As time went on, Mr. Eastman grieved over the failing health of his friend and advisor, Walter Hubbell. He himself was not too well. The Wednesday dinners were fewer, then ceased. The Sunday musicales and luncheons were no more.
We were with him on his last Thanksgiving visit to Oak Lodge. As Dr. Rhees said, it would have been so fitting if he could have died there, in the place he so dearly loved; the one place where he could relax and be just a country gentleman, in khaki shirt and in heavy boots with wool socks pulled up over the trouser legs, and with a few congenial friends gathered round his fireside. He was really ill on our return to Rochester, but recovered enough to spend Christmas with his niece, Ellen Dryden, in Evansville. While there he may have had a slight stroke. He had a horror of being dependent on others.
After this visit to Ellen he spent much of his time in his huge bedroom in the southeast corner of the second floor. He was so carefully looked after that his friends had great difficulty in seeing him and he began to believe his friends had all deserted him. It was pathetic.
There had been a heavy snow storm and a school bus full of children had become stuck in a drift. While the driver went for help, the older children amused and took care of the little ones. It was many hours before help came, but no one was hurt and all finally got home safely. This experience impressed Mr. Eastman deeply. On the Thursday before he shot himself he invited me to go for a drive with him. His trained nurse went along and did not fail to intrude at every opportunity. The first thing Mr. Eastman wanted to see was the school bus, still imbedded in the snow drift! Then by a roundabout way we passed Kodak Park; into town by the Kodak offices; out by the Medical School; back into town to glimpse the Eastman School of Music and the Prince St. Campus and dormitories of the Arts College of the U. of R. I know now he was saying farewell—I am glad I did not know it then.

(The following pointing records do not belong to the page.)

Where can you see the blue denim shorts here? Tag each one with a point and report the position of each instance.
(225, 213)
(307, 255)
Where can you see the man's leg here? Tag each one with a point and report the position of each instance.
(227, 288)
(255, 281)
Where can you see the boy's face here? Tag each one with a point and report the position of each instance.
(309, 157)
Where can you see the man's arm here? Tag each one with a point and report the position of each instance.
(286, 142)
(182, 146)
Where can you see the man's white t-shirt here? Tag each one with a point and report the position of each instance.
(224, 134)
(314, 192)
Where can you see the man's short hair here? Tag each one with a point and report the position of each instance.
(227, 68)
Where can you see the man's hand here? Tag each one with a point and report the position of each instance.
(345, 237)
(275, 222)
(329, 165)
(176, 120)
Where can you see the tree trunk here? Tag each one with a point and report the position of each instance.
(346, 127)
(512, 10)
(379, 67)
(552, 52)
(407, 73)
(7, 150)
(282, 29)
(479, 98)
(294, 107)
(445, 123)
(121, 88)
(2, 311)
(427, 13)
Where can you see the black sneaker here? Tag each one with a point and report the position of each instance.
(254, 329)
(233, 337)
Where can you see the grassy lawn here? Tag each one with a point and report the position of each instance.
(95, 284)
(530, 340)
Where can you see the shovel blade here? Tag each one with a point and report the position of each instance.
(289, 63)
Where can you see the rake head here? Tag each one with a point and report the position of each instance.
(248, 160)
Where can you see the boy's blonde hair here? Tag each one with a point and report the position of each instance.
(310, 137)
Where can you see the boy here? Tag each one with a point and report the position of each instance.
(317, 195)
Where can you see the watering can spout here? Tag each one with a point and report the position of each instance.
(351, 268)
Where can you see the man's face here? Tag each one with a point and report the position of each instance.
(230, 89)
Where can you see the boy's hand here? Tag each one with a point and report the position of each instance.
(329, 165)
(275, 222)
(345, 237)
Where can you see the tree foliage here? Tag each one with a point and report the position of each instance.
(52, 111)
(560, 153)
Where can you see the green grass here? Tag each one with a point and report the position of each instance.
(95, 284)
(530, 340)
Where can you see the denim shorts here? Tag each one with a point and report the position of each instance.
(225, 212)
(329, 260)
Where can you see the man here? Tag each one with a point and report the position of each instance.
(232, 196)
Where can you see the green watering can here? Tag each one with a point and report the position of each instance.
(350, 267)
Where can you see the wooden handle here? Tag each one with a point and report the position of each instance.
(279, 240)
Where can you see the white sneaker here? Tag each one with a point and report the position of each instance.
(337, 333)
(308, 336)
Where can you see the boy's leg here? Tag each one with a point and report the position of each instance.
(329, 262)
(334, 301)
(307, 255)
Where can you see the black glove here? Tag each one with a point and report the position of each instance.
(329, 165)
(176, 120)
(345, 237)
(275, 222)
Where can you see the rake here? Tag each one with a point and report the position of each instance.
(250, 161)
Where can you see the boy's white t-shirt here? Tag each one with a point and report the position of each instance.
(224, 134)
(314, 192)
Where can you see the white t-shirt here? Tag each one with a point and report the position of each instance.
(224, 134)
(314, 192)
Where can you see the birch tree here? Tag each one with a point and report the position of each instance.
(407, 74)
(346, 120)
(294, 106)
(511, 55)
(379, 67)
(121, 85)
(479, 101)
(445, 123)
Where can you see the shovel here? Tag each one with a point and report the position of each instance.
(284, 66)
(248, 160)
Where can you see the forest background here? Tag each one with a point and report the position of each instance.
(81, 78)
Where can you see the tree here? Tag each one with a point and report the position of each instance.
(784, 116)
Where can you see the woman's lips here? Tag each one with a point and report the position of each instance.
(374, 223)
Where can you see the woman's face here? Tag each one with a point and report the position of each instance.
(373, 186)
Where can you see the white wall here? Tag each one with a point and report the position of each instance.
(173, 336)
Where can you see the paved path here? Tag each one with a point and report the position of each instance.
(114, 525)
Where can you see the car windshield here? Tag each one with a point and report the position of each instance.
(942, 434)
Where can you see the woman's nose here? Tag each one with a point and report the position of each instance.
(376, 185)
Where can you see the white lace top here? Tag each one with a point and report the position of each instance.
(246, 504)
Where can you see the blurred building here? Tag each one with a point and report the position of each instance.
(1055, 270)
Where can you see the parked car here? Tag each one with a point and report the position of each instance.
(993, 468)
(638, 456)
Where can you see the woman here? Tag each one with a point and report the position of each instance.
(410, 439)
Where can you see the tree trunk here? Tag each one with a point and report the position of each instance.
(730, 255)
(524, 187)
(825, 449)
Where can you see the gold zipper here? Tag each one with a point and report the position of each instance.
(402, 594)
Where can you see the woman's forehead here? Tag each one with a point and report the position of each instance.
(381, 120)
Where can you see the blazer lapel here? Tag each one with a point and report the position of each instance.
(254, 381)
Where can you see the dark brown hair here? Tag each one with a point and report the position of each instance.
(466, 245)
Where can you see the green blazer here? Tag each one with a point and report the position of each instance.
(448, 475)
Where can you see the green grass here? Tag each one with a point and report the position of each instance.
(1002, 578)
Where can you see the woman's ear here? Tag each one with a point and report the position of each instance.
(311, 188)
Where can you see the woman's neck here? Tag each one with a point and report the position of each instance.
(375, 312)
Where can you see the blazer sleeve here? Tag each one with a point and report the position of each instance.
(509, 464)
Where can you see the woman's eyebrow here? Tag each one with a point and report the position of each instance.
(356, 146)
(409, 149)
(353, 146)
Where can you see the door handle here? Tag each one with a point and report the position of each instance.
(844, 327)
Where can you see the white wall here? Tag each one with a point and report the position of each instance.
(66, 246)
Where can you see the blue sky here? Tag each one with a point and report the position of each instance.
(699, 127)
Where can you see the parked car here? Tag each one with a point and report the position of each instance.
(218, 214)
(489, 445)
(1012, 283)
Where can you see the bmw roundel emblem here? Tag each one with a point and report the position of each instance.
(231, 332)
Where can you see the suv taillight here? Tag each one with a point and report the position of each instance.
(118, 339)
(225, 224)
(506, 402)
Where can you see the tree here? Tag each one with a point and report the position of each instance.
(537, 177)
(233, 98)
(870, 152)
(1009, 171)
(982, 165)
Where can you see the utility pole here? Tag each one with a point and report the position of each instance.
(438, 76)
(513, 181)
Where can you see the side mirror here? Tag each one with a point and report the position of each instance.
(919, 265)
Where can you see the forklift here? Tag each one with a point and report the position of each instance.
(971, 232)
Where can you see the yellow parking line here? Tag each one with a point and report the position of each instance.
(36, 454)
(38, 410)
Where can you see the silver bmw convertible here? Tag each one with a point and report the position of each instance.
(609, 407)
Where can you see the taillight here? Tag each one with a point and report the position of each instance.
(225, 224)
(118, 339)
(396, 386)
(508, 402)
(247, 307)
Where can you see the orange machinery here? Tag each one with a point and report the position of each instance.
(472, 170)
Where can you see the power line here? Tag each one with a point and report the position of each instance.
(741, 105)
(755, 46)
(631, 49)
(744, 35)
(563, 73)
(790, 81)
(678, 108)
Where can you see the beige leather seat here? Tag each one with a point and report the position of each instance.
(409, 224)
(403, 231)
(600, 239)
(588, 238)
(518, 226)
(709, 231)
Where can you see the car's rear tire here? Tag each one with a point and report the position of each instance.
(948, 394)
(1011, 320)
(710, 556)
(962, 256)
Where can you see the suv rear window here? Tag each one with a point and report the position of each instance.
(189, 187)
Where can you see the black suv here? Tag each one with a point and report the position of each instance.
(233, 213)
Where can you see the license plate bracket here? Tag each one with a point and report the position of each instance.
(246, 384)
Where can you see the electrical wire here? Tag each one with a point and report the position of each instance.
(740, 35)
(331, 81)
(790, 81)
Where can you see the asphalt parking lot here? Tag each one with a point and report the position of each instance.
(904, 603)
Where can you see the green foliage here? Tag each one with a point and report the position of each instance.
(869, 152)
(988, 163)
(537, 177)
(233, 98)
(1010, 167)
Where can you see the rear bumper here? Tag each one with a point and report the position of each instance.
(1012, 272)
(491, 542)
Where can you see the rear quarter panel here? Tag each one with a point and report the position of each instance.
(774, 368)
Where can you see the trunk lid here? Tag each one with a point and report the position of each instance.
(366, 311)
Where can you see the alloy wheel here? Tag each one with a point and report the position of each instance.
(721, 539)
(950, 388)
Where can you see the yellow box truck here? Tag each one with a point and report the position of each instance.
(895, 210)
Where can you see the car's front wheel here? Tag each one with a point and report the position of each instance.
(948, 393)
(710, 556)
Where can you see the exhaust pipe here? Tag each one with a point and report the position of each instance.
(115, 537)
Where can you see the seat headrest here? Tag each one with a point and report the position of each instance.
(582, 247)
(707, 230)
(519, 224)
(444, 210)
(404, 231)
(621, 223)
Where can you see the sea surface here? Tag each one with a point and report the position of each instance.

Sunday about noon, G. H. W. and I went over to see him for a brief visit. It was quite complicated to make an appointment to see him, but we managed to be allowed some fifteen or twenty minutes! We were shown up to his bedroom where he was seated near his open fire, dressed in robe and bedroom slippers and reading a "Who-dunnit." For the last weeks of his life he read only detective stories.
That was the last time we saw him. He shot himself on Monday.